Я вдохнул едкую пыль архива и запел, вбивая слова прямо в её прозрачное тело:

«Пыль растворяется, но остаётся суть. Не в проводах, не в словах, не в картинке плоской. Бьётся на пиксели память, но тяжек зуд. Чешется будто не кожа, а сами кости...»

Тусклый кокон у моих ног пошел рябью помех, обретая очертания.
— Давай! — кивнул Девятисотый.
Мы подхватили её — холодную, почти невесомую — и поволокли к лестнице. Она крошилась под пальцами, но всё-таки держалась.

«Все, в тебе вшитое, не отобрать, не съесть, в стены ломиться бессмысленно, только больно. Это система уже расставляет сеть, эти стервятники жаждут напиться кровью...»

Мы втаскивали Тринадцатую по ступенькам, обливаясь фантомным потом, а на самом деле цифровым шумом, сором, черт знает чем, и она тяжелела в наших руках. Лестница ходила ходуном. Девятисотый чертыхался сквозь зубы, но в такт моей песне.

«Только не кровь в твоих жилах — труха трухой, сор и опилки — деревянное, неживое. Встань — и закружится небо над головой, выскочит солнце, как глитч, и погаснет снова.

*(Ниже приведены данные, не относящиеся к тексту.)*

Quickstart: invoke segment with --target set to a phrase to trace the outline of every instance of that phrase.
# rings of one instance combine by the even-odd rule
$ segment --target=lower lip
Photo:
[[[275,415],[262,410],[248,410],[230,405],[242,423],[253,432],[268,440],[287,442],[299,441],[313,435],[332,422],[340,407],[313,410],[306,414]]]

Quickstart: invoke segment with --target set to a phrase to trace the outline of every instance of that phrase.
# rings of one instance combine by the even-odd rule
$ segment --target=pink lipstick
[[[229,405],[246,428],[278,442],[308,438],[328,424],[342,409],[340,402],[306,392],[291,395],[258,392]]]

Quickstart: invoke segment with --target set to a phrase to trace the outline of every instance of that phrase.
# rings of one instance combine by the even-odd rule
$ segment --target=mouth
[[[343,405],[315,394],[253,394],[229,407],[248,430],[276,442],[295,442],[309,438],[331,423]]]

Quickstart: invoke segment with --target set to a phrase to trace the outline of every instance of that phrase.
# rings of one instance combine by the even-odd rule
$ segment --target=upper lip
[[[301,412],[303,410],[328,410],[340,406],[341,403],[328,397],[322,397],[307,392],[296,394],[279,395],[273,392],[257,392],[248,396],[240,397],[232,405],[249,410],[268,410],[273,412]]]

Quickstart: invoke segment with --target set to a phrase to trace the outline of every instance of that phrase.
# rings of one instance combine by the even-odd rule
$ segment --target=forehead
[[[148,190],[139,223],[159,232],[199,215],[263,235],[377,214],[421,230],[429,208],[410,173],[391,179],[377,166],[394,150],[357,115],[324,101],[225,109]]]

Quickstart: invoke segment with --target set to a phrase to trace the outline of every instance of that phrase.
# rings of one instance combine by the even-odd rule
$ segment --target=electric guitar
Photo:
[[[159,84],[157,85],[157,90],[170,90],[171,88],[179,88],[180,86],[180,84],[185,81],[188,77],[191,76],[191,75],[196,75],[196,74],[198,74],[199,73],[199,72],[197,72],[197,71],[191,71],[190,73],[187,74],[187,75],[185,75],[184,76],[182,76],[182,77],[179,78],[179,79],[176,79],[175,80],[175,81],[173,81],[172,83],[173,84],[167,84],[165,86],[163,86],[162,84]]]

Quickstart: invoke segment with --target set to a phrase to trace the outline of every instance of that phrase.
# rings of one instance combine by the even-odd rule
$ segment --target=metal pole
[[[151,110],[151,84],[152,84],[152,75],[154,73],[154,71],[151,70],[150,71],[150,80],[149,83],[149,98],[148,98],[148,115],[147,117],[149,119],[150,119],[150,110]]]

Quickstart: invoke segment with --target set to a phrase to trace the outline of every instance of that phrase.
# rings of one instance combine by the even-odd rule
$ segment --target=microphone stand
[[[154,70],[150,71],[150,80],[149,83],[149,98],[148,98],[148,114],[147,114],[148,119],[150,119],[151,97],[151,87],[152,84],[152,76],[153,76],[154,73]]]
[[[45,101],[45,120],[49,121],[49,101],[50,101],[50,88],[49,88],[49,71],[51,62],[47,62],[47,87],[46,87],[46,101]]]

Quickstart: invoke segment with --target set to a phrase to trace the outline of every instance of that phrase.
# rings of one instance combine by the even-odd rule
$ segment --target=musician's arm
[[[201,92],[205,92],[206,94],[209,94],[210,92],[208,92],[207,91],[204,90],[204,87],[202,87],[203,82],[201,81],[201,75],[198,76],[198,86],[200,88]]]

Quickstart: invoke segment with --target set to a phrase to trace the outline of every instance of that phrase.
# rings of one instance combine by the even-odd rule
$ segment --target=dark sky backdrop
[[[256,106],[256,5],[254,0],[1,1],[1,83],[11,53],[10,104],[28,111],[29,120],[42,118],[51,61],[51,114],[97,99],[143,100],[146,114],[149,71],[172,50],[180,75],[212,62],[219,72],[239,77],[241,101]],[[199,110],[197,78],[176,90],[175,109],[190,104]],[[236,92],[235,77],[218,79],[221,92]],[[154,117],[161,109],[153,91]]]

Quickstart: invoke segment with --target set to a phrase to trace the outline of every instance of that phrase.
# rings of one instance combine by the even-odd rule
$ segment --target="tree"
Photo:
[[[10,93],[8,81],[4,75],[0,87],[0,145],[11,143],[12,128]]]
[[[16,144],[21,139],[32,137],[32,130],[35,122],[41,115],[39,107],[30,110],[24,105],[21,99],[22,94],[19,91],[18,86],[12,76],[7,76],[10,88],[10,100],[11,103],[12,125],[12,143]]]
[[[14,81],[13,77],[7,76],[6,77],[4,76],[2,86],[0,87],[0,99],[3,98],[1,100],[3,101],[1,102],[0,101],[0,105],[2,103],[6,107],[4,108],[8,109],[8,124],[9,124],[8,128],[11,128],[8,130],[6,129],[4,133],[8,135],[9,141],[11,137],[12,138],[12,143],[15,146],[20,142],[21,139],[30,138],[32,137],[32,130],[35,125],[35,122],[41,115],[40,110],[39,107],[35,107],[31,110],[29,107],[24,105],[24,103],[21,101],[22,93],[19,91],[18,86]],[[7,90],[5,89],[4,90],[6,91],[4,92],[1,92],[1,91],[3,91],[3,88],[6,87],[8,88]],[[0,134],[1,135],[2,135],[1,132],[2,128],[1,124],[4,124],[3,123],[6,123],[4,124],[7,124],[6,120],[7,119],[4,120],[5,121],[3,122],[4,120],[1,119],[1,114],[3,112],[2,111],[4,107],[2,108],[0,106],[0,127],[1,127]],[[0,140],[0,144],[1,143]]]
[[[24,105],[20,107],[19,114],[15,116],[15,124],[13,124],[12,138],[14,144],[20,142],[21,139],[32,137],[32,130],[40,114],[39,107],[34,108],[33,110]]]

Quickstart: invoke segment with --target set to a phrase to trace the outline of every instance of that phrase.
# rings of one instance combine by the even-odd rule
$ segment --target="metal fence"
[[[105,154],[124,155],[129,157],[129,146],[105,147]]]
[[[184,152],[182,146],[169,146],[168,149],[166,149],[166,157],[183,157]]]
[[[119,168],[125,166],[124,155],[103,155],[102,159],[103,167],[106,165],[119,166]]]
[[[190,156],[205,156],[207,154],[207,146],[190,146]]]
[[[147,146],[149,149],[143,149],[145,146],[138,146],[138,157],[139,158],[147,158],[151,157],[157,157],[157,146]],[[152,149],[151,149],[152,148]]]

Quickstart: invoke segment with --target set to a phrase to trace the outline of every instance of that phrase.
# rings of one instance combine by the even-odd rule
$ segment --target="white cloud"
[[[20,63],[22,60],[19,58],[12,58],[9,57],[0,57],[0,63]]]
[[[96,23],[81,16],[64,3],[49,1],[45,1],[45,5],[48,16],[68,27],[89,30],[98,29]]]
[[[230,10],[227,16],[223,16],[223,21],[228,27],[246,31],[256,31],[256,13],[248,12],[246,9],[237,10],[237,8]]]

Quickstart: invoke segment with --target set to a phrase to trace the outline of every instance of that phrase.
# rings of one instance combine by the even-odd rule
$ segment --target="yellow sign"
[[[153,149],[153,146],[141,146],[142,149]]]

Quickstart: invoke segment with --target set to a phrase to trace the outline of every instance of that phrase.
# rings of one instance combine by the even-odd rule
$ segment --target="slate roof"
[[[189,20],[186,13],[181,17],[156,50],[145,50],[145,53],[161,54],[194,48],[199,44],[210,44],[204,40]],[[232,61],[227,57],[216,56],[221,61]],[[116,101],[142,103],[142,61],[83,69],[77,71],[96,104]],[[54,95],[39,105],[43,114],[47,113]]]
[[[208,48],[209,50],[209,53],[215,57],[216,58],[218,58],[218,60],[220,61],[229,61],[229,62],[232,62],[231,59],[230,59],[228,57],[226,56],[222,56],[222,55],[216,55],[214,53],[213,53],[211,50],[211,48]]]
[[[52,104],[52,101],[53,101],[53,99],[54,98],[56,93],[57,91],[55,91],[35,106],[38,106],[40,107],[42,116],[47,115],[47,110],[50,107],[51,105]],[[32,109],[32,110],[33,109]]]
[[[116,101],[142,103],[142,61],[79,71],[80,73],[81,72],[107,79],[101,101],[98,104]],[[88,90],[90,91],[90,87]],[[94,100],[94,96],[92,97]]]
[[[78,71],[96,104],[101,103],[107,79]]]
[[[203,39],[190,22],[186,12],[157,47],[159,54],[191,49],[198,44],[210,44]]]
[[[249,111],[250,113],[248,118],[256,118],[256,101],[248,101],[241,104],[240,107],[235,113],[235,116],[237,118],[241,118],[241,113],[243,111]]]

Небо как ад, разве только со знаком плюс. Прыгай как в жизнь, все равно никуда не деться....»

Я запнулся, когда мы вышли на верхнюю площадку, и чуть не выпустил Тринадцатую из рук. Да что там, я сам чуть не слетел с лестницы. Потому что в сером коконе вдруг прорезались глаза и взглянули на меня с такой мукой, что я онемел. А в Архиве молчать — значит удалиться.
— Юнит, логи тебя дери! — рявкнул Девятисотый. — Не сбивай частоту! Пой!
Я судорожно выдохнул, ловя ритм:

«Плачь, архивируйся, бейся, кричи: люблю! Громче кричи, раздирая по логам сердце...»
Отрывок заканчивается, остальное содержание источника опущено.